Many technology companies thought AR might first take off through specialized business applications that, for example, allow architects to visualize finished building projects in situ. Instead, it took a game based on a beloved entertainment franchise from the mid-1990s in Japan to help the technology go mainstream.
Pokémon, a hybrid of the words “pocket” and “monsters,” belongs to the Pokémon Co., which is partly owned by Nintendo, the Japanese game pioneer, which has struggled to adapt to the era of gaming on mobile devices like smartphones and tablets. In the cartoon, Pokémon trainers use characters to battle each other for sport. The uptake of “Pokémon Go,” which is so far available only in the United States, Australia and New Zealand, has been so furious that it sent Nintendo’s market capitalization soaring $9 billion in the last few days.
“Pokémon Go,” though, is actually the work of a startup, Niantic Inc., which was created inside Google and spun out of the company last year. Niantic’s first game, a science-fiction conspiracy thriller called “Ingress,” was made possible by Google’s digital mapping service. About 15 million users have downloaded Ingress, and there are a little over 1 million active players a month, said John Hanke, Niantic’s chief executive.

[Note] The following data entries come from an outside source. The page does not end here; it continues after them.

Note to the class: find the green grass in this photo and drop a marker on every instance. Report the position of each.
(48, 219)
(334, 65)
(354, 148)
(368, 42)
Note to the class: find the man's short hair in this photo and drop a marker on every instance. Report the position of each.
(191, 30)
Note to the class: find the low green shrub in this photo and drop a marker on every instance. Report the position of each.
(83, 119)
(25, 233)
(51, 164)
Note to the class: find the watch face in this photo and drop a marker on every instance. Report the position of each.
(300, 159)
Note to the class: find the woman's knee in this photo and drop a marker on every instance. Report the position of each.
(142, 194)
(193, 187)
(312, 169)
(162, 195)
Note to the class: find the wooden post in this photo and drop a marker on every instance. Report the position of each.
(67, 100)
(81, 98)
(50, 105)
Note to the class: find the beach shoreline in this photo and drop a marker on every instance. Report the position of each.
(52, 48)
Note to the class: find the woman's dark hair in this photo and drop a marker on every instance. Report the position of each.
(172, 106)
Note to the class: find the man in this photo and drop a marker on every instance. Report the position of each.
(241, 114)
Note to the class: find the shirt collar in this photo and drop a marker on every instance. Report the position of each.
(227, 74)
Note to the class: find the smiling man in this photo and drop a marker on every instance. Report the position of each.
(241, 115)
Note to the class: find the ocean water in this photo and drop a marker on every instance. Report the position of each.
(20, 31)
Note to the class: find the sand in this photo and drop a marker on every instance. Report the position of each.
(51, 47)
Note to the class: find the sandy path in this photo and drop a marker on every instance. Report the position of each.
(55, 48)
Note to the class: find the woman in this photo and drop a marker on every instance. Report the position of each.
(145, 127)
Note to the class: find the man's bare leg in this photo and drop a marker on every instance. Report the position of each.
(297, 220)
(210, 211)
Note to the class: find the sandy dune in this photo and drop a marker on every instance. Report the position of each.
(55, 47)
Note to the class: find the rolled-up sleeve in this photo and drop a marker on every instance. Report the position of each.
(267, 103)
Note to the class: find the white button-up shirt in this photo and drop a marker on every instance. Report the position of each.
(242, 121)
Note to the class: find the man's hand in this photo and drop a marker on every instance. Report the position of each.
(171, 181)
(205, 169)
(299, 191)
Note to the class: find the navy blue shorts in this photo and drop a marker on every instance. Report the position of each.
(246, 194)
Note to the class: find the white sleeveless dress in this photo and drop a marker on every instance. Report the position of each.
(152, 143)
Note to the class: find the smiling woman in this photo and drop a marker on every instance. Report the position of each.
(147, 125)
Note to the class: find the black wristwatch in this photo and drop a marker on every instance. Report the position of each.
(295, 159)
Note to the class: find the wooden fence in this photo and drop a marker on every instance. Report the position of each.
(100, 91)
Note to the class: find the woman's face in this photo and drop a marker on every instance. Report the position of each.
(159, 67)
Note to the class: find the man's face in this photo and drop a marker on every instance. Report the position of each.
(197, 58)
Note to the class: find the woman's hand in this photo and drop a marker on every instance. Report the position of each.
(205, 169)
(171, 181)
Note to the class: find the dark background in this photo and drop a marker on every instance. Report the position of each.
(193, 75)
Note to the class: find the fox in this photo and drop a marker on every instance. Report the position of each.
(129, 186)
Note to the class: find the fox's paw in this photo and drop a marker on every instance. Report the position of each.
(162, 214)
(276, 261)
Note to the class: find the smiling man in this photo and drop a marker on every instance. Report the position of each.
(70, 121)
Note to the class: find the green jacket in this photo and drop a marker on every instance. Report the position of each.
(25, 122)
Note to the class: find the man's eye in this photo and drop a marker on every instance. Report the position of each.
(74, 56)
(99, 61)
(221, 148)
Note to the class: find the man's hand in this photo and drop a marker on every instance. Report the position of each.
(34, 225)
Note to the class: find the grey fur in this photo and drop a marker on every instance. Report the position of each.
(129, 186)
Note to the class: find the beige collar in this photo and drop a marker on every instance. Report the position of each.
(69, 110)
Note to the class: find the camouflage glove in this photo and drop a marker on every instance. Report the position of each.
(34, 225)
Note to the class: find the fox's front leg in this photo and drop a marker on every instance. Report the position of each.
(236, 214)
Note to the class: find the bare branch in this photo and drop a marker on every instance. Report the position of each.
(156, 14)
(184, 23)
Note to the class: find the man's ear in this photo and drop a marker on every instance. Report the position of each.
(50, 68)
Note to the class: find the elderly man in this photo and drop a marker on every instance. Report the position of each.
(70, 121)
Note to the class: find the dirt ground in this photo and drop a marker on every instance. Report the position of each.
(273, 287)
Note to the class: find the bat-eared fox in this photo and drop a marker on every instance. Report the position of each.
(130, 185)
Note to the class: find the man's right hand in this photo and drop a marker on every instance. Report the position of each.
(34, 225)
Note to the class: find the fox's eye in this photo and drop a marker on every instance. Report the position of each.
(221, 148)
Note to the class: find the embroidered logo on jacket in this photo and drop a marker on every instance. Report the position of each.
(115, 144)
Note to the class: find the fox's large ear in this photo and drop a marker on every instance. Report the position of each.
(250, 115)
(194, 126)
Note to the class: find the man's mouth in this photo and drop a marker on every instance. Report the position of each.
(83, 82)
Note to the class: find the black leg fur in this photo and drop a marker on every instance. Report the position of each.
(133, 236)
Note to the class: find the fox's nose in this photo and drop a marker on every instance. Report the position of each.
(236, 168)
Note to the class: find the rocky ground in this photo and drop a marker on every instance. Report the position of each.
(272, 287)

Niantic partnered with the Pokémon Co. to make “Pokémon Go.” Hanke said he didn’t have exact numbers of players, but that it was safe to say it will be “quite a bit beyond” the number of players Ingress has attracted. Downloads have been so frequent that Niantic’s servers had trouble handling the traffic and the company is struggling to add additional capacity. Hanke said Niantic was delaying the game’s introduction in additional countries for a few days so it could handle the demand.

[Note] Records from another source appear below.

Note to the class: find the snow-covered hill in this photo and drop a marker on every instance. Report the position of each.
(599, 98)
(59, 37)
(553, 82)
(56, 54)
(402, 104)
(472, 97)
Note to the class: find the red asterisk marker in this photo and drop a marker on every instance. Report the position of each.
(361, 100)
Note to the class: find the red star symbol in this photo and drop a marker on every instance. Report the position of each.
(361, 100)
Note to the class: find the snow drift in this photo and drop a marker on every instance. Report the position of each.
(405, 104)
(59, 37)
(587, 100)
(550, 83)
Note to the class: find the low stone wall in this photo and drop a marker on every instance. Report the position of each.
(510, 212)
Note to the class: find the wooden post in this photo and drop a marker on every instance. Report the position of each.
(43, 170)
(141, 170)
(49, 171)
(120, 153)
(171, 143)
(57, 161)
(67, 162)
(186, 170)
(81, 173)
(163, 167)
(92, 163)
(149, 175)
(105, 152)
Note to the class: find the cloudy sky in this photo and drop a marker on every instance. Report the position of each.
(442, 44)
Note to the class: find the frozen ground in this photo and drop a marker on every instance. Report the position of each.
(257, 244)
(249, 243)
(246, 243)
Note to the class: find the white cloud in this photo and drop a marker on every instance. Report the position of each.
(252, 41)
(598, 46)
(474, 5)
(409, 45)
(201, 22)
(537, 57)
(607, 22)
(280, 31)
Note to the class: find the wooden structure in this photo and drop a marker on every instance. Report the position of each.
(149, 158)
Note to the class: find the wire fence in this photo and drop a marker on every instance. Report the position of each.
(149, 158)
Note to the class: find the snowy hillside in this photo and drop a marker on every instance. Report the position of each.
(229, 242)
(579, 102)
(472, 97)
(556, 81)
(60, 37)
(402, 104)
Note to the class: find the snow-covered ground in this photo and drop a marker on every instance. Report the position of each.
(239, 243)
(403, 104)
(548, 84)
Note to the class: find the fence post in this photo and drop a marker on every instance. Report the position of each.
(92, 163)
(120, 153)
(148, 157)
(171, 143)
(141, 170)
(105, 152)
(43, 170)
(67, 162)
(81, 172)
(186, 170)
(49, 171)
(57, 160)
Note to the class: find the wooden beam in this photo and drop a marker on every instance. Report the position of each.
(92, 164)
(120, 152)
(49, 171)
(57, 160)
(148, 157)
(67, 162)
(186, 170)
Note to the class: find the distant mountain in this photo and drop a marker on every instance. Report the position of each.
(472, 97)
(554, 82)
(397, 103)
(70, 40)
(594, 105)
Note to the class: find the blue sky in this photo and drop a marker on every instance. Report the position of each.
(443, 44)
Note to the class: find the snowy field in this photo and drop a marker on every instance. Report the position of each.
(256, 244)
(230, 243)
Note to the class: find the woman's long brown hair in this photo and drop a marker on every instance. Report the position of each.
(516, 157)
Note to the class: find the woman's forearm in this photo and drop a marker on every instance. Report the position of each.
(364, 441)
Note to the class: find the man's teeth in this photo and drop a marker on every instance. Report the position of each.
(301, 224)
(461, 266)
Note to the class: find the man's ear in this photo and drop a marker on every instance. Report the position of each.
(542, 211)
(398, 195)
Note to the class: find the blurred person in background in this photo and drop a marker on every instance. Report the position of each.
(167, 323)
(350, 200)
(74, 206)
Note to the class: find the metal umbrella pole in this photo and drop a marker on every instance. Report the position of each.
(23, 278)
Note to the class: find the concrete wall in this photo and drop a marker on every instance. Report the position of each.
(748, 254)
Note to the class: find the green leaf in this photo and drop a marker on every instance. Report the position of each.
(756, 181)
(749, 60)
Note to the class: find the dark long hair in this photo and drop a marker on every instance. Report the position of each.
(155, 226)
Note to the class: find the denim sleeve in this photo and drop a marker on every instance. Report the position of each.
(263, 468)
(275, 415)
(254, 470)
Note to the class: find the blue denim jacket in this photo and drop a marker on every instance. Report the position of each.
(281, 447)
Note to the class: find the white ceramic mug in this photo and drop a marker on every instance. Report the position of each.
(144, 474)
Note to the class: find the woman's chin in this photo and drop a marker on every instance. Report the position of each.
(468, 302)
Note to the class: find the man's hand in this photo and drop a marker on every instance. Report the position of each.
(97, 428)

“We expected it to be popular, but we didn’t expect it to be like this,” he said. “We’re just getting our feet underneath us.”
Like the most successful mobile games, while “Pokémon Go” is free to play, it gives players opportunities to buy virtual items for a few dollars to speed up their progress. The game’s real-world nature also gives Niantic another intriguing moneymaking possibility, by charging fast-food restaurants, coffee shops and other retail establishments to become sponsored locations where people are motivated to go to pick up virtual loot.
Niantic has cut deals like that for “Ingress,” and Hanke said the company would announce sponsored locations for “Pokémon Go” in the future.
Brad Ensworth, a San Francisco State University student who played the game over the weekend, said he had never been a fan of augmented-reality gaming before “Pokémon Go,” but was drawn in by the game’s surprisingly social aspect.
周末玩过该游戏的旧金山州立大学(San Francisco State University)学生布拉德·恩斯沃思(Brad Ensworth)说，在《精灵宝可梦Go》之前，他从来没迷恋过增强现实游戏，但却被该游戏出奇的社交特色吸引了。
“You’ll just run into people and spark up conversations immediately,” he said while playing the game in Golden Gate Park. “We met this one guy who drove up from San Jose to collect Pokémon in the park, and he had more knowledge about this game than anyone else we’ve met so far. We called him the Guru.”
“你会跑进人群，立刻开始交谈，”正在金门公园(Golden Gate Park)里玩游戏的他说。“我们认识的这个伙计从圣何塞一路开车来到这个公园，就是为了抓宝可梦。他对这个游戏的了解，比我们迄今为止认识的其他任何人都多。我们叫他‘上师’。”
“Pokémon Go” mass gatherings are also on the horizon. Sara Witsch, a theater studies major at San Francisco State University, organized a Facebook group for a “'Pokémon Go’ crawl” that is tentatively scheduled for July 20. As of Sunday evening, more than 18,000 people had indicated they were interested in attending, and more than 3,700 confirmed that they would be there.